Alex sat in Physics, his hands shaking like crazy under the desk.
Mrs. Kite walked from desk to desk, passing out the exams from yesterday.
He repeated his mantras the Game had taught him to calm himself down, but it wasn’t working. His Aziteks were on his nose, and he played with the day/night cycles outside to distract himself, spinning the sun and the moon and stars in rapid succession.
Mrs. Kite passed out Jenny Prentiss’s test. A+, of course. That smug smirk on Jenny’s face. An A? For me?
He would never run out of Goldz again. He had pledged that, to himself, to the Game.
Alex imagined his father waiting at home tonight. Please, please, please, he whispered, I can’t take it. It wasn’t the whupping. It was the look in his dad’s eyes.
His head was down and so he only sensed Mrs. Kite before him, the flap of wind from her wallpaper dress and her dime-store perfume, thick and flowery. He opened his eyes and she was right there, trying to hand him his paper. She glanced at it before handing it to him, as if she couldn’t quite remember what he got. Her expression was unreadable.
He reached out a shaking hand and took the paper. He looked at the grade in red ink and saw the 61.
“Better,” Mrs. Kite said honestly.
And it was better, a little. It beat the 26 from last time. It beat the 41 from the time before.
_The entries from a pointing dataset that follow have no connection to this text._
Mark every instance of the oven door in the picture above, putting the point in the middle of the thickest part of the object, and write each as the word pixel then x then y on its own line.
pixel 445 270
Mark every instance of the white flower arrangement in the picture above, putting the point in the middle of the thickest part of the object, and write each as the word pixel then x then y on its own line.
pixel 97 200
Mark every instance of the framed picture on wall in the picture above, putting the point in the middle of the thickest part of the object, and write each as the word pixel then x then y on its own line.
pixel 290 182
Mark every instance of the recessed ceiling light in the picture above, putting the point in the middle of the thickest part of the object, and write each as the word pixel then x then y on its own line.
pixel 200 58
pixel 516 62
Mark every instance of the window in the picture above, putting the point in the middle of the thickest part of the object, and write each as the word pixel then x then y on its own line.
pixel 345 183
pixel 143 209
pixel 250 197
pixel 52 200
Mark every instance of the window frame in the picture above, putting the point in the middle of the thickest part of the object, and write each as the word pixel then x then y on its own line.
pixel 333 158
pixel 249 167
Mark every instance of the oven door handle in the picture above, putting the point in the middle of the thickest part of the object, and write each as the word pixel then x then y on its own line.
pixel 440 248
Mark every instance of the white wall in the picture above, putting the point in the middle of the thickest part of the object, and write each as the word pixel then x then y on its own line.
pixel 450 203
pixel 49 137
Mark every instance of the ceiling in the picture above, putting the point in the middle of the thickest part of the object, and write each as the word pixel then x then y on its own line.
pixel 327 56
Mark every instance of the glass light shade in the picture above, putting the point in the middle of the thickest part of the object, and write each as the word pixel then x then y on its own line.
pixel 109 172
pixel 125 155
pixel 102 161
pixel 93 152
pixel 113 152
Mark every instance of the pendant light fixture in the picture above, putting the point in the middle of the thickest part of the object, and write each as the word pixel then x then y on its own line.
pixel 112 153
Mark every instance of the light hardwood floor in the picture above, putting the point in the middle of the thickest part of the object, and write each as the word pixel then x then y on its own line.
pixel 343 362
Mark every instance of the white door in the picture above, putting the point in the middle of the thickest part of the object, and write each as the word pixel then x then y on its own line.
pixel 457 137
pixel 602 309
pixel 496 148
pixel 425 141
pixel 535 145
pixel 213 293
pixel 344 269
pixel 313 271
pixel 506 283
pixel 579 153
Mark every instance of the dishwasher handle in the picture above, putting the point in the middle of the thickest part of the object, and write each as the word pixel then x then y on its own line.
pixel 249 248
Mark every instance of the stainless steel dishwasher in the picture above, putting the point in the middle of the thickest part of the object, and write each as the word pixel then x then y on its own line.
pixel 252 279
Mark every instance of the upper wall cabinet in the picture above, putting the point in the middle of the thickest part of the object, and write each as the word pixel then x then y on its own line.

But it was still a fail. And he knew the rules. His dad had been clear. Don’t bring home another fail. There were no special dispensations. No bending the rules. Four lousy points from No Pain. It might as well have been infinity.
Wild fear ran through him, and then a numb calm. He slid the paper into his bag. To everyone else in the room, he looked okay. Mrs. Kite was already passing out the next paper to someone else.